Edwards sees “far-reaching benefits” in welcoming international students to Hawke’s Bay and to our Iona family – not just for the school, but for the community as a whole.

“Embracing students with a variety of cultural backgrounds sits at the heart of teaching young people about compassion, acceptance, tolerance and cultural awareness,” she continues.

“As students, future employees and business entrepreneurs we need to learn to work alongside these different cultures.  Asian countries are a massive influence in our children’s lives – our students need to develop a greater awareness of cultural differences. One of Iona’s founding principles is a belief in cultural diversity and valuing the histories and traditions of all peoples.”

In fact, Edwards speaks of a need – now more than ever – to focus firmly on developing “Asia competent students”.

“Seven of New Zealand’s top ten trading partners are Asian countries – India is now a bigger world economy than the UK,” she explains. And last year, China nudged Australia off its perch, becoming New Zealand’s largest trading partner for goods and services. Our country’s changing trade and business environment is not lost on the management and staff at Iona.


That’s why Iona students and teachers are encouraged to participate in a raft of activities that allows them to share knowledge, learn from their peers and improve their global connectedness and awareness.

“Every Iona student is a citizen of the world and a resident of our global village. Whether this shows itself as our student welcoming an international pupil to their class, boarding house or neighbourhood, or it’s because she is joining an exchange, or learning a language, she will be well-equipped to take her place in the world when she leaves our school,” says Edwards.

In July of this year, Iona student Sophie Ottaway attended the 2018 Youth Leadership Summit in China – an opportunity to learn primarily about the trading environment between New Zealand and China, the history of diplomatic ties between our two countries and how our young people, as the next generation of leaders, can shift mindsets within cross-cultural environments.

Iona College is a setting in which students can be confident trying out new languages, experiencing other cultures and learning about identity. Students are taking language classes in Spanish, Latin and Chinese, and in 2018, more than 35 Iona girls are fluent in a language other than English – a talent that will open doors to whole populations around the world.

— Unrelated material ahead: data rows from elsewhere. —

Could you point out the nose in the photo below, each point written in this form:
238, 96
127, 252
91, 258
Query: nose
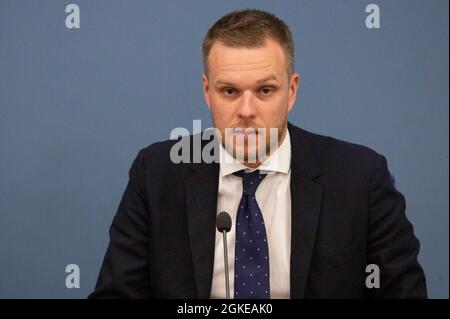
246, 107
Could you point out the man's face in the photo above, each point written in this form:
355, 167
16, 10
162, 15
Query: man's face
247, 89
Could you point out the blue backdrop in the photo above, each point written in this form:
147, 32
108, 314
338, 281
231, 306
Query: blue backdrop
76, 105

Iona offers multiple opportunities for practising and perfecting languages outside of the classroom with events such as our Spanish Immersion Camp, which was held at Riverbend Christian Camp in May. This outstanding camp, hosted by Iona Spanish teacher Jeanette Carey-Smith with assistance from native speakers as well as three academic staff from Massey University, helps pupils understand the realities of the language within an authentic immersion context. And it’s fun for the girls, culminating in a traditional Spanish meal and dance.

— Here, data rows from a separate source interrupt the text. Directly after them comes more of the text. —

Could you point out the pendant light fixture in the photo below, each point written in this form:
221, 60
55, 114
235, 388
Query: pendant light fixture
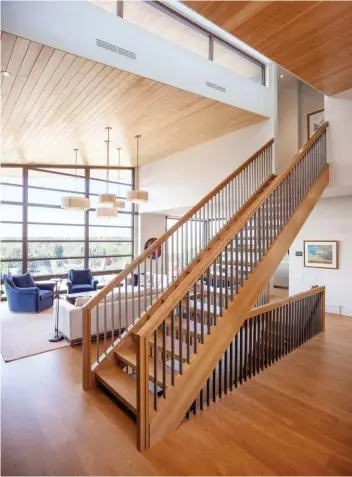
119, 204
75, 202
107, 198
137, 196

The school also encourages cultural exchanges, such as Year 11 student and violinist Virginia Baird’s 2018 trip to China as an instrumentalist with the Hawke’s Bay Orchestral Society. In Hastings’ sister city Guilin, the group played in schools and relished learning and sharing new classical and contemporary pieces. Virginia especially enjoyed the attractions, meeting new people and discovering the Chinese culture.

Increasing awareness of Chinese language and culture remains a firm focus at Iona, with the addition, via the Confucius Institute, of a Mandarin Language Assistant who works with our girls to accelerate their learning.

Continuing to look to a more connected global future, Iona is committed to fostering a growth mindset in developing and supporting both students and teachers to question, investigate and act as global citizens. We encourage our girls to be well rounded – strong in both intellect and character, open to new experiences and inquisitive about the world around them.